Answered by Adinkra on November 7, 2021

The central problem is your source author, not the most reliable in the world (compare him to Robert Graves).

  • He is writing in 187x, that is a LONG time ago
  • His methods of investigations were questionable
  • His use of sources is problematic

Checking the source

Demonstration with the "his history is curiously illustrated in the sculptures, made seventeen hundred years B.C., of a small, retired chamber lying nearly over the western adytum of the temple." related to this so-called Thulis. The citation is taken from Wilkinson's A Second Series of the Manners and Customs of the Ancient Egyptians. Here is the full citation:

Of these, the most singular are the character of Osiris, and the connection between truth and the creative power. [...] But the discloser of truth and goodness on Earth was Osiris, and it is remarkable that, in this character of the manifestation of the deity, he was said to be "full of goodness and truth" [...] At Phylae, where Osiris was particularly worshipped, and which was one of the places where they supposed him to have been buried, his mysterious history is curiously illustrated in the sculptures of a small retired chamber, lying nearby over the western adytum of the temple.

So Wilkinson is talking about the god Osiris at Phylae (an island). Not about a Zulis, Thulys, Julius or whatever. Osiris.

One needs to go back in time in the 18xx era, mostly, authors were trying to find connections between Egyptian religion and Christianity. Akhenaten furnishes the most stupendous example. Here is Breasted: "It is this aspect of Ikhnaton's mind which is especially remarkable; he is the first prophet of history [...] It is the first time in history a discerning eye has caught this universal truth". Here is Weigall's view "Akhnaton evolved a monotheistic religion second only to Christianity itself in purity of tone. He was the first human being to understand rightly the meaning of divinity."

This helps you understand Wilkinson and his point of view. That man was writing when Egyptology was an emergent hobby, not a profession.

Most of those "Christians views" from the early Egyptologist are nowadays totally dismissed. Hence your author there trying to find connections between Egyptians and Christians and totally misquoting another author to prove his point.

On Thulis

Now, Graves does not provide his own source for Thulis, on the contrary, he misquotes Wilkinson and thus speaks about Osiris. Still, this Thulis is not totally unknown, here is his legend as found in the Byzantine Souda:

Thulis reigned over all the Egypt and his empire was up to the ocean. He gave his name to Thule, one of the island found there. Filled with his success, he went to the oracle of Serapis, and after performing a sacrifice, he talked to him:

- Tell us, Master of the fire, the truth, the happy, who is driving the course of the stars, tell us who was as powerful as me before and who will be after.

The oracle responded: First God, then the Verb, and the Spirit with them. All three are of the same nature and make one whose power is eternal: Go out mortal, whose life is uncertain.

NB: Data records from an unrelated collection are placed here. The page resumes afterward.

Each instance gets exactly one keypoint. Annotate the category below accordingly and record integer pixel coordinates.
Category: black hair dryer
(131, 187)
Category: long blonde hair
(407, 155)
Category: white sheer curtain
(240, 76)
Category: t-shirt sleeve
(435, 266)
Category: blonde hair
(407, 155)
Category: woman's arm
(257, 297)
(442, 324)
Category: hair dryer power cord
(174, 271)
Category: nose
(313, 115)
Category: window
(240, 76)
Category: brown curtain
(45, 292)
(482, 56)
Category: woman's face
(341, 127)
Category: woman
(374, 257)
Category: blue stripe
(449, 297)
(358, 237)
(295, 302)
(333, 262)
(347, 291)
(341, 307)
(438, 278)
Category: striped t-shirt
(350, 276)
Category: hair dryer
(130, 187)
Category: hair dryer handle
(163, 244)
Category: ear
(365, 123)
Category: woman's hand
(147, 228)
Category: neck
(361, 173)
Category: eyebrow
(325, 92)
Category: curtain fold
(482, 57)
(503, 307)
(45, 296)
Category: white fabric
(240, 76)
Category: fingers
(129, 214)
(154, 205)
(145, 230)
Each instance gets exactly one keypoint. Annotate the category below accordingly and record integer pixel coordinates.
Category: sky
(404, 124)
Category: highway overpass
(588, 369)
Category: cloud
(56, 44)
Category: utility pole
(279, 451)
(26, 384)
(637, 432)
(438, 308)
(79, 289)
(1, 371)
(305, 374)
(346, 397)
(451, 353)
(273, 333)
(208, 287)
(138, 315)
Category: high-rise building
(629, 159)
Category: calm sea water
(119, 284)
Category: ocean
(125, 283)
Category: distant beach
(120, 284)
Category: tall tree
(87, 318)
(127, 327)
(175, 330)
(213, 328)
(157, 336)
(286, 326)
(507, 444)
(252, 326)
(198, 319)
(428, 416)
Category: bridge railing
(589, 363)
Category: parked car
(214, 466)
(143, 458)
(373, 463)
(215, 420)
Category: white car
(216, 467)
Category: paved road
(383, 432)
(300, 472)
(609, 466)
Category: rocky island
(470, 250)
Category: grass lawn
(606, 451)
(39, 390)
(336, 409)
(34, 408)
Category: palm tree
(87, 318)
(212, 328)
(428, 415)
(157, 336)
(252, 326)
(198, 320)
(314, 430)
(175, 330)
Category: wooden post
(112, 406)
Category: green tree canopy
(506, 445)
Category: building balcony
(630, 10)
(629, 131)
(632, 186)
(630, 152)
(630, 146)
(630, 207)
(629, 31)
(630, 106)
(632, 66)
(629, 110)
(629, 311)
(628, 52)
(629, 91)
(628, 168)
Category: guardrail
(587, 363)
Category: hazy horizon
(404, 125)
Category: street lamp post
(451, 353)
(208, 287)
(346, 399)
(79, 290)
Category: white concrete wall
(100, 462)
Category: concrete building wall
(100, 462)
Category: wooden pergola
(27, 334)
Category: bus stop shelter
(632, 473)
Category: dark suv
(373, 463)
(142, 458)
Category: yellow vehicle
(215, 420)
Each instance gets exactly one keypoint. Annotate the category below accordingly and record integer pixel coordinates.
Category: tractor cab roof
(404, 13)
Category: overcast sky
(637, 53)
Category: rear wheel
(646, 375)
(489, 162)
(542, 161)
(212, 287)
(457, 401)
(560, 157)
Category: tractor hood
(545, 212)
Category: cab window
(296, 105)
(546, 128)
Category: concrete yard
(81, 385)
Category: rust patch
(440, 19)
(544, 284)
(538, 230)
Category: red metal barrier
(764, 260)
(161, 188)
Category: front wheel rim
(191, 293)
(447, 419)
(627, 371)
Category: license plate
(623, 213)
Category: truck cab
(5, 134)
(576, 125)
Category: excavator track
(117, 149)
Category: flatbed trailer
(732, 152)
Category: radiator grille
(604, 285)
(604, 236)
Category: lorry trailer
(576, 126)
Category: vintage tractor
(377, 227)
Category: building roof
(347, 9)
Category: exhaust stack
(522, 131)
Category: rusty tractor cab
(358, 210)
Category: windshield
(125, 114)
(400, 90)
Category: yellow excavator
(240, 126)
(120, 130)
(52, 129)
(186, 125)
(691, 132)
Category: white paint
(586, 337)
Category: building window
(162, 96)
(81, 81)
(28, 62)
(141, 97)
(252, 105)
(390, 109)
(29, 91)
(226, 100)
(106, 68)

Going out of the temple, he was put to death by his men, in the country of "Afres", or Africans.

[[note: this text is translated by me from the original Byzantine Greek... in no way do I pretend to be an expert in Greek, and certainly not in Byzantine Greek! I do not know any translations]]

Notice the Souda is written in Byzantine Greek around 1100 and fairly obviously is quite smelly on Egyptian tales. One should take those stories as Byzantine Christians stories. One clear element is the use of Serapis, the main Egyptian god of the Ptolemaic era, thus a "Greek god". Notice finally that in Hebrew Thuli means suspended or crucified.

It is difficult at the end of the day to find where Graves got his ideas from. The first part works with the Souda, when the second works with Wilkinson. But there is no reason to put them together. One could not exclude that genuine knowledge of Egypt/Christian view from the era 18xx could lead to understanding better Graves'way of thinking.

Note: In old Egypt, there is a Pharaoh Twosret whose name in Greek is Thuoris, which is the closest from Thulis. Considering she is a she, I doubt she is the model for Thulis.